Ultimately, entities like the Organization for the Prohibition of Chemical Weapons and the Chemical Weapons Convention can keep up with new computationally created threats through combined holistic tracking and consolidation of both chemical and biological data. But information tracking is only one aspect of anticipating these threats. The novel and important challenge facing these organizations is to significantly expand their own research activities, staying up to date with the latest computational and AI tools and having both internal and external researchers battle-test these tools to anticipate new chemical warfare agent designs. To do this, these organizations should collaborate with companies developing the latest AI models and perhaps get early access to unrestricted versions to explore frontier capabilities for molecular design.
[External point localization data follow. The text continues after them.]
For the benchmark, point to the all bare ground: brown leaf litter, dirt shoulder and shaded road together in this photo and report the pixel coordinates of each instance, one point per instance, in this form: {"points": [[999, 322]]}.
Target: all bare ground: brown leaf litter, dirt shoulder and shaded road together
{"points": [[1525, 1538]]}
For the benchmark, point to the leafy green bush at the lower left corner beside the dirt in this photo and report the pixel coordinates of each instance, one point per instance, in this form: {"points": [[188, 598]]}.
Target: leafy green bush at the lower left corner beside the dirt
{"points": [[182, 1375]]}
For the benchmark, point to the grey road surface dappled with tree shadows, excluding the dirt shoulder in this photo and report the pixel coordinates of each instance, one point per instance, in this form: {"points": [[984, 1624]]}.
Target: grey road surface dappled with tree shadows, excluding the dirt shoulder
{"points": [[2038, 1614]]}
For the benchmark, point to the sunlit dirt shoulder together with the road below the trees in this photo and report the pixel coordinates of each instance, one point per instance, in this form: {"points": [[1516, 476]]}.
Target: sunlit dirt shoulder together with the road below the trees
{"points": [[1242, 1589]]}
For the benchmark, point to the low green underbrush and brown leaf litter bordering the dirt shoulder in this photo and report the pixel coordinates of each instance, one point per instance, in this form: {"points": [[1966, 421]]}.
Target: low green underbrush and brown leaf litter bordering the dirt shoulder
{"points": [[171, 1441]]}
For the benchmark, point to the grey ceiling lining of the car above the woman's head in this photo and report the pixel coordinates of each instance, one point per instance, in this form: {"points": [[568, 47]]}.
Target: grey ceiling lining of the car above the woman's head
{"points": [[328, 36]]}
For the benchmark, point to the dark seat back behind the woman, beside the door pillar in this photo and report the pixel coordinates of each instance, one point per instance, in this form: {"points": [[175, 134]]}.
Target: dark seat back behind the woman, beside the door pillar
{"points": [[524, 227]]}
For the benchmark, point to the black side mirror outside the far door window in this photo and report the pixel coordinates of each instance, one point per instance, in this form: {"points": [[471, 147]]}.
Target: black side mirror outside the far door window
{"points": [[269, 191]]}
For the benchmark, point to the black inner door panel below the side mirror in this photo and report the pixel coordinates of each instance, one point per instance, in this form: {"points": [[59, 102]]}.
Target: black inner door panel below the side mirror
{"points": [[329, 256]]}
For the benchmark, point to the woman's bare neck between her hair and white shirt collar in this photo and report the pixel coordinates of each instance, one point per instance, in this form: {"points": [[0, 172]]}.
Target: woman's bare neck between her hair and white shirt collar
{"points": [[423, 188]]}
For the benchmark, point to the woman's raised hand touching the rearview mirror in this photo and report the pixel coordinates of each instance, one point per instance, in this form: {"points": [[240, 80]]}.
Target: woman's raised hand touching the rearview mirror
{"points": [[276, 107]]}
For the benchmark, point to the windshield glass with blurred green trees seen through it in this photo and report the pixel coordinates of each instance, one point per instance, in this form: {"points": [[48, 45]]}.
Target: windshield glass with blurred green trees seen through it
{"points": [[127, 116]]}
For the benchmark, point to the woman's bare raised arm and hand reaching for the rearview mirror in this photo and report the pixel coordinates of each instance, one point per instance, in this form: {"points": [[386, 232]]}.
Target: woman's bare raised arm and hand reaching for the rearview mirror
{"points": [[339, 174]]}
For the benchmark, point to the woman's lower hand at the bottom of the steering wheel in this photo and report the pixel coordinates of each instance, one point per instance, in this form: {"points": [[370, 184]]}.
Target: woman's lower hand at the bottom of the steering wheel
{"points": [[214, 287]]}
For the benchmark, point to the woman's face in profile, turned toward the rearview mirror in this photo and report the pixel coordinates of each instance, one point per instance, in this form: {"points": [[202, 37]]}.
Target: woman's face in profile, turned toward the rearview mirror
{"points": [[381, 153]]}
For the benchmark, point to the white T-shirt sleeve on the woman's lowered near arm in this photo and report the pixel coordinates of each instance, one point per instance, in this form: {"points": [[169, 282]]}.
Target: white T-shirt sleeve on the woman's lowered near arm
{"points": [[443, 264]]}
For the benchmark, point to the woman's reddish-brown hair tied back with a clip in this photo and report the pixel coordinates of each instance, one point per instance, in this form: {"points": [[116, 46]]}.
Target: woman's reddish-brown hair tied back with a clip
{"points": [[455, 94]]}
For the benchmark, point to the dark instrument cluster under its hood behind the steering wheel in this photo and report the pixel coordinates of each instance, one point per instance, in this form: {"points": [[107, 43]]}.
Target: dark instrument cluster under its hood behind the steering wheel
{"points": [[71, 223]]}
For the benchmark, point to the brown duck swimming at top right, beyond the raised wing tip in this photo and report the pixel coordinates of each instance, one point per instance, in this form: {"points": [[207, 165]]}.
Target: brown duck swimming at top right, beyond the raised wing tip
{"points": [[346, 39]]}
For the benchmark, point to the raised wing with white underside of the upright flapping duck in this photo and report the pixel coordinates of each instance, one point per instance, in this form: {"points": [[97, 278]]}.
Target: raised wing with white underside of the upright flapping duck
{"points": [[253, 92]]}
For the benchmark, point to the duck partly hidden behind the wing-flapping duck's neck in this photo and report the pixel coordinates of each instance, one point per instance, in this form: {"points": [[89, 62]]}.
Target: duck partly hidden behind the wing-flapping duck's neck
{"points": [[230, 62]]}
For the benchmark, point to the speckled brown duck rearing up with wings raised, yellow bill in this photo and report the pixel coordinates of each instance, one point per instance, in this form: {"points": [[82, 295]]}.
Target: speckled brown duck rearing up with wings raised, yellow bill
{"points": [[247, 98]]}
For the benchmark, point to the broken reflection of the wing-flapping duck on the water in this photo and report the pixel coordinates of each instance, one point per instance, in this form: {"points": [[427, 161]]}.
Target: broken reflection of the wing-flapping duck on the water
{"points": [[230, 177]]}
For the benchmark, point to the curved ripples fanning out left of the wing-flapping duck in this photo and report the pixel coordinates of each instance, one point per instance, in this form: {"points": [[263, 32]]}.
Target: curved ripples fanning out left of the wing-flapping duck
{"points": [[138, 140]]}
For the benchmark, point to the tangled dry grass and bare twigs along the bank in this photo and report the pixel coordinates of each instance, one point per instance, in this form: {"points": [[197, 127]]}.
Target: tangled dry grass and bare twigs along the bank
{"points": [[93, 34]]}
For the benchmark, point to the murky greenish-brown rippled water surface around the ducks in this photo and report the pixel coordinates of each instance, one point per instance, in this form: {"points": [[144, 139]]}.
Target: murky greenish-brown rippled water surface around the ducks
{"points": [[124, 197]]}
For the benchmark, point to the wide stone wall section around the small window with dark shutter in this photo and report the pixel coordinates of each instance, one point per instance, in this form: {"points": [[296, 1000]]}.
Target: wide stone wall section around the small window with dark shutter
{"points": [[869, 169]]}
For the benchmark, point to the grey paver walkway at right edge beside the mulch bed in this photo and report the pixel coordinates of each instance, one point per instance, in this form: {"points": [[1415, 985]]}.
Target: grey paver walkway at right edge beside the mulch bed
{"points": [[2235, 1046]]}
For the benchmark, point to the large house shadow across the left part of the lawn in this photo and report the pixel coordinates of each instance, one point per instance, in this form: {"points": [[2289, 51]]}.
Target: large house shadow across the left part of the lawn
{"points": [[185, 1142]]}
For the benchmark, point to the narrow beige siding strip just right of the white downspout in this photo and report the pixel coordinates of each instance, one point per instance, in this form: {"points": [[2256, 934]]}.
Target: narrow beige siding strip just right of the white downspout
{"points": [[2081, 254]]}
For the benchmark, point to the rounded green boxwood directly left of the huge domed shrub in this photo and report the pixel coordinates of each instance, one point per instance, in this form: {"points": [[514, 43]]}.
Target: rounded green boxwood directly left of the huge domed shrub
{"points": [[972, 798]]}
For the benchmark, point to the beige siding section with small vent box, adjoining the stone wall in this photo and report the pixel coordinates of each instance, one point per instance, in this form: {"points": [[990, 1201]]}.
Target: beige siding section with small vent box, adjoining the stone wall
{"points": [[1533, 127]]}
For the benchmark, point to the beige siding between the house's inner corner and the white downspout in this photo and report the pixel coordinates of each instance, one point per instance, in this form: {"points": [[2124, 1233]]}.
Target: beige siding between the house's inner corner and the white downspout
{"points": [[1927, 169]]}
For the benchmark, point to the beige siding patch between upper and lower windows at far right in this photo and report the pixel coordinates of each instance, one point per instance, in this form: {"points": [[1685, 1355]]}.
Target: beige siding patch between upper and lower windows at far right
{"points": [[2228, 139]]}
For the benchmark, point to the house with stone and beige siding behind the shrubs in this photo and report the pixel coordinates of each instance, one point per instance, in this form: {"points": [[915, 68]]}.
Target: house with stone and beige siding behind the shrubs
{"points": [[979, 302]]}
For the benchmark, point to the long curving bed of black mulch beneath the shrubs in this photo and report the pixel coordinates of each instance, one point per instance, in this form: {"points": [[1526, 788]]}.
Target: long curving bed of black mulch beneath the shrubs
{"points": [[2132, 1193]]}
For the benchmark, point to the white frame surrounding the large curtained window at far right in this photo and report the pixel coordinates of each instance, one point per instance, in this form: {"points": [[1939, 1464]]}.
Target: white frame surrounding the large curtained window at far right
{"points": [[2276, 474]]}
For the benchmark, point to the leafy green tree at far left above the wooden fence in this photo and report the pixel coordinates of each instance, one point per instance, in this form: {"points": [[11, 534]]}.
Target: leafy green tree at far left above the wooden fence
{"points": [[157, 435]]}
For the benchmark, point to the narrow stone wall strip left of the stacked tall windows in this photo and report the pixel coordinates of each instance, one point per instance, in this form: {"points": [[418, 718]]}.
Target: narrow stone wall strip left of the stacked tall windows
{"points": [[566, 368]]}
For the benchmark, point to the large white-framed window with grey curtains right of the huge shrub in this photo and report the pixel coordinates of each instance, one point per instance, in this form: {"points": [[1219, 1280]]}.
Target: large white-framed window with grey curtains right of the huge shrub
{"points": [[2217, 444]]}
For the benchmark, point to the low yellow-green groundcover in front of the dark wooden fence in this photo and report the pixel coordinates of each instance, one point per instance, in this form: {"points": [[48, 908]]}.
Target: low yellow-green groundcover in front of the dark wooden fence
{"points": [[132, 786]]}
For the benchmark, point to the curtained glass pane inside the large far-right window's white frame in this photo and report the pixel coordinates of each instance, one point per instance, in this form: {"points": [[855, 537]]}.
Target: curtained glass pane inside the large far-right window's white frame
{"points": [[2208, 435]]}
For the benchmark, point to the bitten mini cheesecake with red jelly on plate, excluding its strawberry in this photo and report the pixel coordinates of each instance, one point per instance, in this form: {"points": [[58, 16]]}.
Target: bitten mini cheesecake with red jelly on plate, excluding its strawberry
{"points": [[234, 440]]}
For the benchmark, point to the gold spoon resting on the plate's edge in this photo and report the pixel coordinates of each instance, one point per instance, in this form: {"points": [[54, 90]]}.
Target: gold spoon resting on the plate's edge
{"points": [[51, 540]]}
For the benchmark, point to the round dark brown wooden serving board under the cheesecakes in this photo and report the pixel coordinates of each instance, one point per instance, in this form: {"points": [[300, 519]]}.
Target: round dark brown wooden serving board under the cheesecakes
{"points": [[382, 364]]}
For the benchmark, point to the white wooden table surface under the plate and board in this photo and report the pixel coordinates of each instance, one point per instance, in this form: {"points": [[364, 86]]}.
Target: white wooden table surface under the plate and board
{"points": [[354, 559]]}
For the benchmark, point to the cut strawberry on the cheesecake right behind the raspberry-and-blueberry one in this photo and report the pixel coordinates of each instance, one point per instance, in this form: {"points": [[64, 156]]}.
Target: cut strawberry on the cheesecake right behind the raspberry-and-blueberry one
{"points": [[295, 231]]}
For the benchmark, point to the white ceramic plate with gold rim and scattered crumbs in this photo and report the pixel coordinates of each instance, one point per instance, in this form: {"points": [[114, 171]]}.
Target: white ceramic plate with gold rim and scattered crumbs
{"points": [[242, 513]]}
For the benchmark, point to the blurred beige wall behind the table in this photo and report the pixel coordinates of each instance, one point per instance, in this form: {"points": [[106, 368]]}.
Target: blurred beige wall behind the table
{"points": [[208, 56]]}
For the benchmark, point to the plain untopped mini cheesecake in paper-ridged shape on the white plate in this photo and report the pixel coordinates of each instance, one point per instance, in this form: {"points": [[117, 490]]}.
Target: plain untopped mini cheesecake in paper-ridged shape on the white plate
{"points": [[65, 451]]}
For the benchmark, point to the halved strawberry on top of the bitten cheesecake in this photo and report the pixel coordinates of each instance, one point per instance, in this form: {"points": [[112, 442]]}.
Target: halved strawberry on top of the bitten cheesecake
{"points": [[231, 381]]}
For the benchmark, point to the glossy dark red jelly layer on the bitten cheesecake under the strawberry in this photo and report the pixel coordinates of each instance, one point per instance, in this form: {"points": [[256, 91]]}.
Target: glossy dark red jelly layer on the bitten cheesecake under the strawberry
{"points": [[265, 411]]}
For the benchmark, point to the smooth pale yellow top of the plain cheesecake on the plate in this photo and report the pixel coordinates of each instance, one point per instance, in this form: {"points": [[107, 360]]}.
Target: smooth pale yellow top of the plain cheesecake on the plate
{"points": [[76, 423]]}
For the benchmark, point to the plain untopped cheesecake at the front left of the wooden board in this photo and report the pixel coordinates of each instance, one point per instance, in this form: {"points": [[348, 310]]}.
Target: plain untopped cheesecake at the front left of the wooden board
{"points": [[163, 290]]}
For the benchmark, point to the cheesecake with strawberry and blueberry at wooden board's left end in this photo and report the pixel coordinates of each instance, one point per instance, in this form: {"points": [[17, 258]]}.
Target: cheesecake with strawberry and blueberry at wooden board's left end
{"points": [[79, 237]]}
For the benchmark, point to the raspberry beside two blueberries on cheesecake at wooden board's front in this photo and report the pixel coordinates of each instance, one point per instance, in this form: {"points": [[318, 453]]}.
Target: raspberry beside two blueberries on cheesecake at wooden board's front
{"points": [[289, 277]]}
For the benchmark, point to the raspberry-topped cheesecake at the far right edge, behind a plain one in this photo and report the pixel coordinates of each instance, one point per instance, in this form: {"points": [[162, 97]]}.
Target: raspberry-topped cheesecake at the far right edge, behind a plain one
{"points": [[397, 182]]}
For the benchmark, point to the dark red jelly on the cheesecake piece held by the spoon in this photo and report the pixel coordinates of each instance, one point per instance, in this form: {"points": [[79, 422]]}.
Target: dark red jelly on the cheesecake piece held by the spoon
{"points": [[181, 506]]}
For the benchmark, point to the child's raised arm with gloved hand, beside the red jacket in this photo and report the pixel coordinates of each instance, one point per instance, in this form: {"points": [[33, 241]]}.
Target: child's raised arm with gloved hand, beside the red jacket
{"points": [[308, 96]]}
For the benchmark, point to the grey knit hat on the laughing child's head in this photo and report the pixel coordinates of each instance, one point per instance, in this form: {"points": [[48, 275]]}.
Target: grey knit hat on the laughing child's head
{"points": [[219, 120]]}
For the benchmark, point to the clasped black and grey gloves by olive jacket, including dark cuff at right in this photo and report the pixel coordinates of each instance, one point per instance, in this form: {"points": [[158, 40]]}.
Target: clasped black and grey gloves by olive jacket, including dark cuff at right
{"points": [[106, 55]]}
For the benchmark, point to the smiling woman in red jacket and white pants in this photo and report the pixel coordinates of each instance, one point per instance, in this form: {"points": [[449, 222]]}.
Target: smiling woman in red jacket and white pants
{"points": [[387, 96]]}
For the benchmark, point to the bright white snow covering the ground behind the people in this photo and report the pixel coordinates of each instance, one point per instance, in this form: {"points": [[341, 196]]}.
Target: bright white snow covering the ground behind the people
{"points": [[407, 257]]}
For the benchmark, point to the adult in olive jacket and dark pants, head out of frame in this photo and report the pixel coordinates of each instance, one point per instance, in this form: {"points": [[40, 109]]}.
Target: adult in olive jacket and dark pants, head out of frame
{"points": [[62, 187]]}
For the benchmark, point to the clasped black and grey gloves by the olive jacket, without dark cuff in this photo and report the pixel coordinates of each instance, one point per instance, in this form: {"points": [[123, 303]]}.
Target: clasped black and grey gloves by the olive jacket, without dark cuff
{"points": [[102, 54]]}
The AI-enabled lowering of barriers to chemical warfare agent design may not necessarily lead to a proliferation of basement sarin labs that result in mass casualties. But even a small uptick in successful attempts by disgruntled actors might cause a serious disruption in the political and social fabric of a country and—especially in countries with unstable or autocratic regimes—could lead to power grabs and the suspension of civil liberties. But there is a way to thwart such attempts or at least anticipate them. It is by appreciating that ultimately, the best defense against a new, emerging technology is the use of that same technology to counter it. If AI is going to lead us to a new threat environment of chemical weapons, then AI would also be the best way to thwart the misuse of the technology, and humans would be wise to embrace it.